Riporto di seguito il testo di un articolo di Lucio Caracciolo (nel titolo dell'articolo link diretto alla pagina web, per chi vuole andare alla fonte) su Limes online.
Vorrei evidenziare un passaggio che mi sembra molto interessante: il cosmopolitismo e le utopie universalistiche sono deboli perché è "Difficile amare tutti".
Cioè, aggiungo io, più ci si allontana dal nucleo della coppia o della famiglia, più è difficile amare; si può riuscire ad amare i nostri connazionali, a sentire un senso di appartenenza, di identità, con la propria "patria", ma è veramente difficile riuscire a sentire, a provare, amore per l'intera umanità. Ma questa sarebbe la salvezza, sarebbe la soluzione di molti problemi. Può esserci una propedeutica a questo sentimento? Si può imparare ad amare? Non solo un'altra persona...
Al discorso di Caracciolo è collegata una conferenza organizzata da Limes dal titolo The power of love, che ha accompagnato il lavori collegati alla pubblicazione del numero di Limes Chi comanda il mondo.
In questa conferenza l'intervento di Umberto Galimberti ha posto al centro la correlazione tra amore e follia (intesa come dimensione irrazionale che sottostà alla ragione in tutta la cultura occidentale): amare significa riuscire a comprendere la "follia" dell'altro, e essere amati significa sentire che l'altro intercetta la propria follia.

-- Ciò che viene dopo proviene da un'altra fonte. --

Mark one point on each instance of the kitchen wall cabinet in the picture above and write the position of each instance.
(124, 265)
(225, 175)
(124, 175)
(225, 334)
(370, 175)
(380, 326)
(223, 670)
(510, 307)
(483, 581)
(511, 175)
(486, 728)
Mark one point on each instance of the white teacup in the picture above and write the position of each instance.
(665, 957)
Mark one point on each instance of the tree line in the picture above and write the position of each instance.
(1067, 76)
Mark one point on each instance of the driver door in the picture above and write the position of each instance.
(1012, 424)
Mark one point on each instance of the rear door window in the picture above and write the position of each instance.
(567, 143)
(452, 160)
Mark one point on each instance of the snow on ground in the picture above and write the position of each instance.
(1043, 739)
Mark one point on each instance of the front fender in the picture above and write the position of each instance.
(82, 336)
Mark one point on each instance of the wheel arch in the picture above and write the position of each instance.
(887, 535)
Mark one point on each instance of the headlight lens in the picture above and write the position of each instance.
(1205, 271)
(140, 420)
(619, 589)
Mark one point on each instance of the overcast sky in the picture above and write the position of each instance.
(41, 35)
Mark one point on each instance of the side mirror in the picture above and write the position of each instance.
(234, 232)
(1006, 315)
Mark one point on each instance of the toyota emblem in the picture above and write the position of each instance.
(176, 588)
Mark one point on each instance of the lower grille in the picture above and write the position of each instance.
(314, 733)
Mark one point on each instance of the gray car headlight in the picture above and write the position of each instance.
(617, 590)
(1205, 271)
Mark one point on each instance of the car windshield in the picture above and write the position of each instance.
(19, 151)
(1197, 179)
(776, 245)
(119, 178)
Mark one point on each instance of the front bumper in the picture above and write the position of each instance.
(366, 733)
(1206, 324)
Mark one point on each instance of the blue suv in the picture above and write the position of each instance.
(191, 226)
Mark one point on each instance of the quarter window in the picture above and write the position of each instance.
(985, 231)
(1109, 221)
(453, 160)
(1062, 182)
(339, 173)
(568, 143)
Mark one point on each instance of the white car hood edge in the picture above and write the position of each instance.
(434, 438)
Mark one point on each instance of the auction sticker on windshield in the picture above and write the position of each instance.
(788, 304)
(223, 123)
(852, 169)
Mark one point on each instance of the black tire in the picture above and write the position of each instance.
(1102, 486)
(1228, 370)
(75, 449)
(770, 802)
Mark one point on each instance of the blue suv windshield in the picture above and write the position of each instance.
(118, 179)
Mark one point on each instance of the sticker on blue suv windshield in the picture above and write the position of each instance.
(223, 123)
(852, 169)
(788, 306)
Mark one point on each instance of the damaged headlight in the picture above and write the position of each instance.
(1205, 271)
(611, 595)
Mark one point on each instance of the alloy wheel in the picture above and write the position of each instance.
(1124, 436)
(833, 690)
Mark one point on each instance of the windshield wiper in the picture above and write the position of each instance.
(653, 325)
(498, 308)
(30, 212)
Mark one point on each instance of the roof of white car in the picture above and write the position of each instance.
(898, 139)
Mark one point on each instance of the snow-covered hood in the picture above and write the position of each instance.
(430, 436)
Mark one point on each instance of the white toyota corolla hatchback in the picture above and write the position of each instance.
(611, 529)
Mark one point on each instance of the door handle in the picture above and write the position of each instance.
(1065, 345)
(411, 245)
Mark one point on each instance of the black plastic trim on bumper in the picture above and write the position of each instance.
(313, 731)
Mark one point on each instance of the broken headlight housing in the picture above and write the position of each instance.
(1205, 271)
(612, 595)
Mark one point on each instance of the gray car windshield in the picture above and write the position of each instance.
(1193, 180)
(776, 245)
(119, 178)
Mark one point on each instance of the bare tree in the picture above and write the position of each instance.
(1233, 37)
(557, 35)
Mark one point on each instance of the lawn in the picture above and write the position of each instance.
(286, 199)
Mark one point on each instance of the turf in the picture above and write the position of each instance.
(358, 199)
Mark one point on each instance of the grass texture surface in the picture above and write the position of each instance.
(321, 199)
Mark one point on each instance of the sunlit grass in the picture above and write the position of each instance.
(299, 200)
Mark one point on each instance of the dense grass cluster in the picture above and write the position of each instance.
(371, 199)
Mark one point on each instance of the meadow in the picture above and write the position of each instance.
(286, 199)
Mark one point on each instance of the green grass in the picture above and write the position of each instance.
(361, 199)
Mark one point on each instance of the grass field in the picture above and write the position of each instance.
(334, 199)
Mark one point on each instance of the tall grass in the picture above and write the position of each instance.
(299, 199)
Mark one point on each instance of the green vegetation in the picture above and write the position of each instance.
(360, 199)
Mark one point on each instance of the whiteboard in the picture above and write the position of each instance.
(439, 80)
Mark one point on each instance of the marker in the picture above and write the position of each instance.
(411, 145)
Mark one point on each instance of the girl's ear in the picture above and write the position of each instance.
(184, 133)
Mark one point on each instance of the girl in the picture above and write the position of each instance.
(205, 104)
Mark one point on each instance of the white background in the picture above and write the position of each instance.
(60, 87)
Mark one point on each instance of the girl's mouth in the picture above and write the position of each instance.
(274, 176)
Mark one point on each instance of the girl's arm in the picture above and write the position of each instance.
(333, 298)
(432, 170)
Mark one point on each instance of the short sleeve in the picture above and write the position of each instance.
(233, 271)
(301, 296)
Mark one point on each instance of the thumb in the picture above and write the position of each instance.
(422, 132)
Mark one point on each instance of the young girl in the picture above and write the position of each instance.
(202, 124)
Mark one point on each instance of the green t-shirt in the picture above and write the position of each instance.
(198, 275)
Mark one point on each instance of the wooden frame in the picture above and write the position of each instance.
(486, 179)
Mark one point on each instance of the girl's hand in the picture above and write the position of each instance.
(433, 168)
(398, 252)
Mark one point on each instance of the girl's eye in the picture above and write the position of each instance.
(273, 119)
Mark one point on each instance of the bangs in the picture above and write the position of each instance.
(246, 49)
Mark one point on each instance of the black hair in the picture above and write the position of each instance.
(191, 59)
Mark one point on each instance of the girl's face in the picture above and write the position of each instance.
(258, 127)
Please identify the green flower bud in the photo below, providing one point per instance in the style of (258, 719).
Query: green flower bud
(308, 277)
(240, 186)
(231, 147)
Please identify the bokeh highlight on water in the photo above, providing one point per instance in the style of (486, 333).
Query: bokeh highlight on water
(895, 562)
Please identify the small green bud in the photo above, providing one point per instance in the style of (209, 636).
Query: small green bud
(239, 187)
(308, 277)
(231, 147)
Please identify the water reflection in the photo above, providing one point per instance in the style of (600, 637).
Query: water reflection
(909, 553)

Ha anche, in generale, sottolineato l'importanza della "simbolica" come dimensione irrazionale di significati che stanno alla base anche delle identità dei popoli. Da approfondire il riferimento a Platone (Fedro, 244 a) e la tesi che "la guerra è sacra", nel senso che attinge anche questa a una dimensione irrazionale... La tesi conclusiva di Galimberti è che solo attraverso l'amore riusciamo a comprendere le basi simboliche dei popoli e quindi a superare veramente i conflitti.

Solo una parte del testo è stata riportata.